But in the race for Travis County sheriff, Democratic candidate Hernández has made it clear she intends to keep U.S. Immigration and Customs Enforcement out of the county jail. According to the Texas Tribune, Hernández won’t hold inmates for ICE, which facilitates the agency’s removal process. “I just don’t think you solve the criminal justice process by deporting them,” she said. “We talk about being progressive. I believe we need to lead the way.”

Her opponent, Joe Martínez, will cooperate with ICE and hold immigrants. However, he’d only hand over the “worst offenders.” Because of this, the Tribune notes that regardless of who wins, the way the city deals with its undocumented immigrants will change. But Hernández’s victory is almost a given.

In some cities, ICE asks officials to hold immigrants for up to 48 hours – though longer in some cases – even though they have no other pending charges. In Travis County, ICE agents pick up detainees two times a day. But Hernández says that refusing to work with federal immigration authorities will make undocumented immigrants less afraid and prod them to work with local authorities to help solve crimes.

“Immigration is a federal issue, and immigration is a broken system and it’s really up to them to fix it and to enforce it,” she said. Citing Kate Steinle – the San Francisco woman killed by an undocumented immigrant deported several times – Hernández said deportation doesn’t solve problems. “If deporting people solved the problem, that wouldn’t have ever happened,” she said. “But unfortunately, deporting people – they come back to the United States. It’s not working and so we’ve got to fix it, but at the same time we can’t throw that burden on the local community and on their resources and on the families.”

Steinle’s case has fueled the fight against sanctuary cities. During his immigration speech in Phoenix last week, Republican presidential candidate Donald Trump threatened to cut off funding to sanctuary cities if they didn’t cooperate with immigration officials. He added that he’d urge Congress to pass Kate’s Law to “ensure that criminal aliens convicted of illegal reentry receive strong, mandatory minimum sentences; strong. And then we get ’em out.”

There’s arguments on both sides as to whether sanctuary cities make places safer or more dangerous. But there’s one thing that’s certain: undocumented immigrants are less likely to commit crimes. Even though the undocumented immigrant population tripled between 1990 and 2013, FBI data shows the violent crime rate fell 48 percent, and property crime rate dropped 41 percent.
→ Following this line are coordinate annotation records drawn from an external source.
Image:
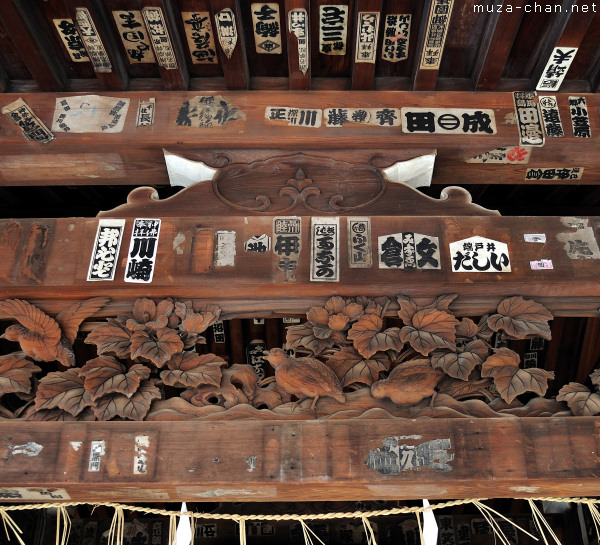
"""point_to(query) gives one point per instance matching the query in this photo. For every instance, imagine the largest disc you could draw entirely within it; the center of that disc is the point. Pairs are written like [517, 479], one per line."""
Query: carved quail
[42, 337]
[304, 377]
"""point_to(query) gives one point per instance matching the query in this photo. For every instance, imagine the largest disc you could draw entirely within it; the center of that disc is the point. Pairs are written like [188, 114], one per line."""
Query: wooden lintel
[496, 43]
[46, 261]
[135, 156]
[303, 460]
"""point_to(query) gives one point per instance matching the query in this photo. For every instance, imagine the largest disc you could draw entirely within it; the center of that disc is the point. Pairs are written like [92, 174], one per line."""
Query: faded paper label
[267, 27]
[105, 254]
[226, 31]
[333, 29]
[201, 40]
[208, 112]
[298, 24]
[294, 117]
[31, 125]
[366, 36]
[145, 115]
[134, 36]
[92, 42]
[159, 35]
[396, 36]
[90, 113]
[517, 155]
[325, 250]
[71, 39]
[435, 34]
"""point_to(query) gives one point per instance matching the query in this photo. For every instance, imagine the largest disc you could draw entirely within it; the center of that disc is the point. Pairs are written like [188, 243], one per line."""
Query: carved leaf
[105, 375]
[521, 319]
[408, 383]
[303, 335]
[511, 381]
[466, 328]
[460, 365]
[62, 390]
[197, 322]
[58, 415]
[430, 330]
[368, 338]
[502, 357]
[135, 407]
[318, 316]
[350, 367]
[157, 347]
[15, 373]
[460, 389]
[190, 369]
[111, 338]
[71, 317]
[580, 400]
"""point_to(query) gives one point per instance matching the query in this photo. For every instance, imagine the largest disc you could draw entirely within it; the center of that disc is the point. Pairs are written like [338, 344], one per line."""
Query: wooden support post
[115, 77]
[235, 68]
[22, 24]
[363, 73]
[297, 79]
[429, 54]
[174, 78]
[497, 41]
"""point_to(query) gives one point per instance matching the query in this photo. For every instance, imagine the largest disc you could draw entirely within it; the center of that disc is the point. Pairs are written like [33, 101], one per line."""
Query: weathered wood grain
[308, 460]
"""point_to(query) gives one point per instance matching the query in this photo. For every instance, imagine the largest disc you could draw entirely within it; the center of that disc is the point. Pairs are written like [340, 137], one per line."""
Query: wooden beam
[363, 73]
[235, 69]
[496, 43]
[112, 159]
[114, 78]
[173, 78]
[297, 79]
[23, 25]
[305, 460]
[45, 257]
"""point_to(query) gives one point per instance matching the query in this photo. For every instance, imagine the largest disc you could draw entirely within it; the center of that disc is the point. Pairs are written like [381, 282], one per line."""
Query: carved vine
[427, 361]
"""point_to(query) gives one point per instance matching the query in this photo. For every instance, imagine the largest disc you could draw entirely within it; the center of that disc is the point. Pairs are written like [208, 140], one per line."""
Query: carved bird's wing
[70, 318]
[36, 323]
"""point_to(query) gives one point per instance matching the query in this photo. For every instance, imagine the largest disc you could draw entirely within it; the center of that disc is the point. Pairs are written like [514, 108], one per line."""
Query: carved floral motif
[364, 353]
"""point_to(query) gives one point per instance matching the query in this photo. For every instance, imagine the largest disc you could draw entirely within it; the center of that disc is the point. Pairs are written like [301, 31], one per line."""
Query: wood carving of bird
[42, 337]
[409, 383]
[304, 377]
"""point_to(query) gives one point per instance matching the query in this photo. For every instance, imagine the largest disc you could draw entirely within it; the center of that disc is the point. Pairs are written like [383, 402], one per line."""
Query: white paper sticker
[105, 253]
[90, 113]
[479, 254]
[225, 249]
[540, 238]
[142, 251]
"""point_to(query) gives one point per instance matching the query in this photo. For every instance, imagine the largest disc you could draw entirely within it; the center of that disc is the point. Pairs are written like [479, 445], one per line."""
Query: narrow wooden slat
[298, 80]
[363, 73]
[22, 24]
[235, 69]
[306, 460]
[568, 30]
[176, 79]
[117, 79]
[426, 79]
[496, 43]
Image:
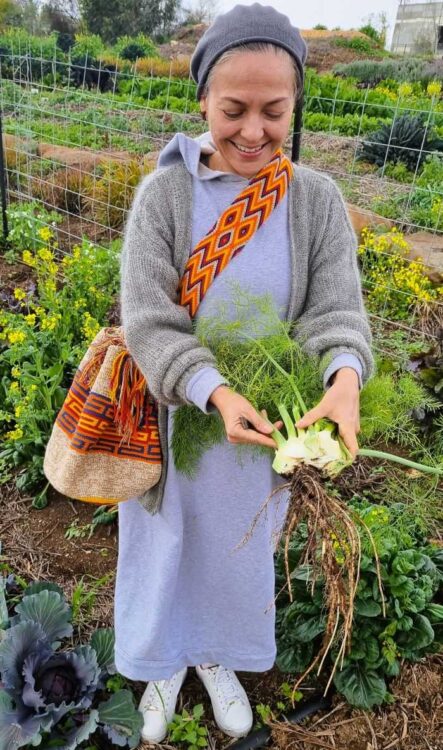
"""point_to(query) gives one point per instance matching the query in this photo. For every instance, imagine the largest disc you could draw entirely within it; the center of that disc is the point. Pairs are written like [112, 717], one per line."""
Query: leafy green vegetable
[411, 572]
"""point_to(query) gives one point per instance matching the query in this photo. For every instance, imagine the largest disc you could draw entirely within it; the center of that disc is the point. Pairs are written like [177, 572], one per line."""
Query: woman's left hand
[341, 404]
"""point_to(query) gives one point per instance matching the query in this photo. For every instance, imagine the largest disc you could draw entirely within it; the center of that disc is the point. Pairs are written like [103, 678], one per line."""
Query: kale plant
[55, 697]
[407, 139]
[411, 625]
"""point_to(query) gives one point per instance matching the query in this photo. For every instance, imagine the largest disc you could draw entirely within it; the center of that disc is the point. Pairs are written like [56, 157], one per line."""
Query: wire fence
[78, 138]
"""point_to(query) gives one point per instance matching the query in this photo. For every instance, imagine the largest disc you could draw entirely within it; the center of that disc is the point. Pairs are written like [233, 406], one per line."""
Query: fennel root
[332, 550]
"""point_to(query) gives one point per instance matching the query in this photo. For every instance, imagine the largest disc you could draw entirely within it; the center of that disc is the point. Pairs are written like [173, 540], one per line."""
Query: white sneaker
[232, 710]
[157, 705]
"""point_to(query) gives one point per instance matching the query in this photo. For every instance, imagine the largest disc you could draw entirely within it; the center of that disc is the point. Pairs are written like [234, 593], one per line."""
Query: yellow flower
[90, 326]
[45, 234]
[434, 88]
[50, 286]
[45, 254]
[15, 434]
[28, 258]
[16, 337]
[405, 89]
[50, 323]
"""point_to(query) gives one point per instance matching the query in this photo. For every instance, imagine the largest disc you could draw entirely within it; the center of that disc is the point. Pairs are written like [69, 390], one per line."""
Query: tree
[114, 18]
[201, 11]
[10, 13]
[61, 15]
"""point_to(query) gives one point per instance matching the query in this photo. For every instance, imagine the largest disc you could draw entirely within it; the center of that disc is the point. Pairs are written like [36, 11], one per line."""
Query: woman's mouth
[247, 151]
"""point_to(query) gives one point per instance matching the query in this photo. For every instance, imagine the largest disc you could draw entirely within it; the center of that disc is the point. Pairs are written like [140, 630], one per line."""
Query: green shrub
[357, 43]
[344, 124]
[87, 44]
[371, 32]
[404, 69]
[42, 344]
[140, 46]
[411, 572]
[407, 140]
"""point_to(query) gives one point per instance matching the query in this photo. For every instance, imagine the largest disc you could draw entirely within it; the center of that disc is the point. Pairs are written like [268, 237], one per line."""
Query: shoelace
[156, 693]
[225, 685]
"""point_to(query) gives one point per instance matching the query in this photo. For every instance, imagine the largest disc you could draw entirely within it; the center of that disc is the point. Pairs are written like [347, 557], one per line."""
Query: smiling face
[248, 108]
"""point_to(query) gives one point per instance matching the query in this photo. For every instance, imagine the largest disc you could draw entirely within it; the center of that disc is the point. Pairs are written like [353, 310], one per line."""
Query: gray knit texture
[242, 24]
[326, 299]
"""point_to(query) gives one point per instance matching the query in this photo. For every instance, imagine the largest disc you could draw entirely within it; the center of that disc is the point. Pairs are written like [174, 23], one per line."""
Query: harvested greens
[262, 359]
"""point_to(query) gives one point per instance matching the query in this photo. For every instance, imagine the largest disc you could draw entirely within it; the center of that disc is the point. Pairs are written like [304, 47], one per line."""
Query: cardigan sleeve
[158, 331]
[334, 321]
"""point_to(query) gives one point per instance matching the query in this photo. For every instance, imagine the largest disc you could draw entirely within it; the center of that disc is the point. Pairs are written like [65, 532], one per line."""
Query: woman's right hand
[242, 423]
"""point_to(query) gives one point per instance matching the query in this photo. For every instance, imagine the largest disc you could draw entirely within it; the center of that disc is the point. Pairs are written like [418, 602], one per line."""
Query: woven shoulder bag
[105, 445]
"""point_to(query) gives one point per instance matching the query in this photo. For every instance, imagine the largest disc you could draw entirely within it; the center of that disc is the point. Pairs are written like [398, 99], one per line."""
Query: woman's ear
[203, 105]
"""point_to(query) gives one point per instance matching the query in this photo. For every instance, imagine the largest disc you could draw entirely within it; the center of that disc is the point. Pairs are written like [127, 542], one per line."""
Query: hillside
[323, 52]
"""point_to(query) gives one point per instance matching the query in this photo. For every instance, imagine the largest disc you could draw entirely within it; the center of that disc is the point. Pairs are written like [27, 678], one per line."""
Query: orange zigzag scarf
[233, 229]
[84, 416]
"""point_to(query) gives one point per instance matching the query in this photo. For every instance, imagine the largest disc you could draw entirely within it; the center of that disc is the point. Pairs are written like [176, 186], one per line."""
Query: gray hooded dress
[184, 595]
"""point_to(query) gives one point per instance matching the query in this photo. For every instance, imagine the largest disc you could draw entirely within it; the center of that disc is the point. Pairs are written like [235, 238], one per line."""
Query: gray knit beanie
[242, 24]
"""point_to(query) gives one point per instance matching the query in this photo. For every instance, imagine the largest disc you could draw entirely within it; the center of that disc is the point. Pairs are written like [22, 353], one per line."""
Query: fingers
[347, 433]
[252, 429]
[311, 416]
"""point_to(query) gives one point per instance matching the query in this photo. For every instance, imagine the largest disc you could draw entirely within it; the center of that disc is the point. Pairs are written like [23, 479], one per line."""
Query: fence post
[3, 180]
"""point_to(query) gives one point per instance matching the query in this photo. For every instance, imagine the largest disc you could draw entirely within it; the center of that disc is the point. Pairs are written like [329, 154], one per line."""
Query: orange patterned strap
[233, 229]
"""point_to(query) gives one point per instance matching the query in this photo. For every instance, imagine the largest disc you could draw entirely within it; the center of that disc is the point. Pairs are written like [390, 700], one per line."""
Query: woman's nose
[252, 130]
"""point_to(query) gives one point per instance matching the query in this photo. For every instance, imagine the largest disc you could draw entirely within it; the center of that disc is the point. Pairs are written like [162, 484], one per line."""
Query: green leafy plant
[42, 343]
[395, 285]
[367, 46]
[24, 222]
[53, 696]
[87, 44]
[406, 624]
[186, 729]
[84, 595]
[269, 369]
[407, 139]
[132, 47]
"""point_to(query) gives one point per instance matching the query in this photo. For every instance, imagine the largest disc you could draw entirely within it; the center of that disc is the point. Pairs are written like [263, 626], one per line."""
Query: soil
[323, 54]
[34, 546]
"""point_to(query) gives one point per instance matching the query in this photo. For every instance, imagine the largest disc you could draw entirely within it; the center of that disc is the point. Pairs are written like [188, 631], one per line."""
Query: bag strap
[232, 230]
[226, 239]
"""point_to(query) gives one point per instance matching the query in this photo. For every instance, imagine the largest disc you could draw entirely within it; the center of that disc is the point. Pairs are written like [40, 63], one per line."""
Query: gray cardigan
[326, 299]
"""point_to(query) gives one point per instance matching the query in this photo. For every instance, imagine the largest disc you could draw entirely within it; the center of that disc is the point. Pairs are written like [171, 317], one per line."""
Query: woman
[183, 597]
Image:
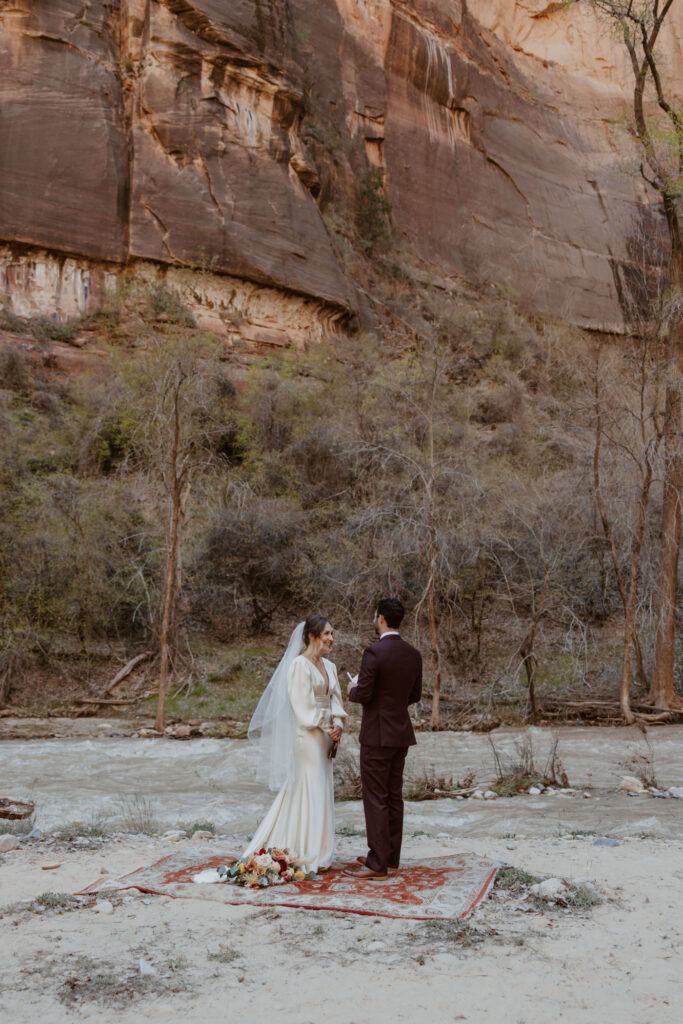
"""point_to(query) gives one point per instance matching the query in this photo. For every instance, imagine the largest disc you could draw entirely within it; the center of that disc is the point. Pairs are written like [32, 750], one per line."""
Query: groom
[389, 680]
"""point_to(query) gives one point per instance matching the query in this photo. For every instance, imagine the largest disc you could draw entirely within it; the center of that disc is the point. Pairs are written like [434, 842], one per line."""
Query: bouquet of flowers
[267, 867]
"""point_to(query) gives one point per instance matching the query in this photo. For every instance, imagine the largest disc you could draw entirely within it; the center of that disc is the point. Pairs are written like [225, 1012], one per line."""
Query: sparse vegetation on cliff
[323, 479]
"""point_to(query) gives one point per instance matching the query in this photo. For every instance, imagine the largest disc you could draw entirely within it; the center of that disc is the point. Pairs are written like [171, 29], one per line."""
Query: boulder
[551, 889]
[15, 809]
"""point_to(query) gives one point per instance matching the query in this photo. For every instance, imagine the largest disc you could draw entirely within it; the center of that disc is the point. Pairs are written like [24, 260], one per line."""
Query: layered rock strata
[200, 133]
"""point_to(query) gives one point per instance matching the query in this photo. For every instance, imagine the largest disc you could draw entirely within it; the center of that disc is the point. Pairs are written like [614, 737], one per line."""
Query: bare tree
[420, 436]
[660, 139]
[639, 440]
[173, 387]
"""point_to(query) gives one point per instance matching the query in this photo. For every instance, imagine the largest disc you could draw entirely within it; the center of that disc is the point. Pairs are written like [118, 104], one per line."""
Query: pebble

According to the Wall Street Journal, a 2007 Immigration Policy Center paper explained that this isn’t because immigrants considered more high-skilled and well-behaved have off-set Latin Americans’ crimes. Instead, research shows that “for every ethnic group without exception, incarceration rates among young men are lowest for immigrants. This holds true especially for the Mexicans, Salvadorans, and Guatemalans who make up the bulk of the undocumented population.”